The input of the RS into the script resulted in six partially conserved RS, one RS with one mutation and five RS with two mutations. Among the RS identified, cgcgat was selected due to its position. The sequence cgcgat was the only one that allowed the promoter of the template DNA sequence to be excluded. An output example is shown below, where the a.dna file contains the input sequence.

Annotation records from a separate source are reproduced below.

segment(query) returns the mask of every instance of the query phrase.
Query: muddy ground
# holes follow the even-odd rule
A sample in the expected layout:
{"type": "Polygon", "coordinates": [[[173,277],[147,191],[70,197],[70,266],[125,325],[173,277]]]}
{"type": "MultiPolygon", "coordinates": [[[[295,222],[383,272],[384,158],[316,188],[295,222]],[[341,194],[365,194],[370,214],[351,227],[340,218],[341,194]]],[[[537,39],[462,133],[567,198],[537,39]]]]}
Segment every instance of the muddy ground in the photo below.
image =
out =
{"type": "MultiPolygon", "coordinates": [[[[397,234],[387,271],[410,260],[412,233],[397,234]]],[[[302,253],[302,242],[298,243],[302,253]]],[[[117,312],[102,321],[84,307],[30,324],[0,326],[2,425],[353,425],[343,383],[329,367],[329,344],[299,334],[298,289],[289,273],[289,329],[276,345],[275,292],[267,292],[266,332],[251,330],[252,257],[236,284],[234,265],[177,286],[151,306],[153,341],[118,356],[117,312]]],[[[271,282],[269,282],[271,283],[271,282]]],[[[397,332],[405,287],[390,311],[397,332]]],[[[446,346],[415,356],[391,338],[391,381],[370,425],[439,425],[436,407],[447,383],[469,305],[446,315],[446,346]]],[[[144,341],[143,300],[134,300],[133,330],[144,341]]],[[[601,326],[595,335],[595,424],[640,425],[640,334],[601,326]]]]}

Enter the name of the template DNA file: a.dna
Enter the RS to be searched: ctcgag
Intact sites: No site found
Sites with one mutation: Found cgcgag at 30
Sites with two mutations: Found ttcgcg at 111, Found cccgat at 17
Found cgtgag at 86, Found cgcgcg at 75, Found cgcgat at 113
The sequence cgcgat in the template DNA was substituted by the sequence ctcgag to simulate enzymatic digestion. The simulation of enzymatic digestion and ligation of the mutated template DNA and the vector generated a DNA fragment which is in frame with the promoter of the vector (1). Bold letters denote the inserted RS, ATG is the start codon of the vector, as seen below:
accATG.gat.ccg.agc.tcg.agg.aag.cat.tct.tcc.gat.atc (1)
M D P S S R K H S S D I (2)
M K H S S D I (3)
The codified protein (2) contains five amino acids more than the original protein (3). The first amino acid of the original protein, Methionine (M), is substituted by one Arginine (R).